Just to give some comfort to those who have suffered through a breakup of a marriage, I’ll tell you this experience of mine. I married very hastily, while young and still in college, in order to escape an abusive stalking situation (I was unsuccessful in that, by the way, as I've frequently mentioned on these pages). I soon discovered that the man I had married was latent homosexual, an alcoholic who would drive drunk (brought home once by police), and used our apartment as a crash pad for friends who came from their heroin shooting galleries. Was that a valid marriage? Give me a break. And to add insult to injury, the Catholic priest who married us was found to have had a child by a nun on the side. Was he able to conduct a valid marriage? Give me a break. He should not have been elevating the Holy Presence, say nothing of conducting marriages.
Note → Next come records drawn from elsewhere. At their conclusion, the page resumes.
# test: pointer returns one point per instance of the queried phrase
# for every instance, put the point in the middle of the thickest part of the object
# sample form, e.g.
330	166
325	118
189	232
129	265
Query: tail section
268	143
I have never considered that a valid marriage by so many measures that I could donate some to other divorcing couples ha. Can you even imagine what Jesus would have said about the “sanctity” of this farce of a “marriage?” And I was going to seek an annulment from the Church that had the sexually marauding priest actually conduct the “marriage?” And I would listen to jibes about being “divorced” and yet still be of the Church? Guess again. Press me and you’ll find I have a more Islamic perspective about putting away a spouse that is so outrageously disrespectful, and what would I surely say about the Church being unjustly conservative about annulment but a blind eye toward unchaste priests? So I thought I would share my thoughts about how I can be so conservative doctrinally yet extremely pragmatic about the reality of the suffering and problems in current times and how the Church needs to get off the dime about it.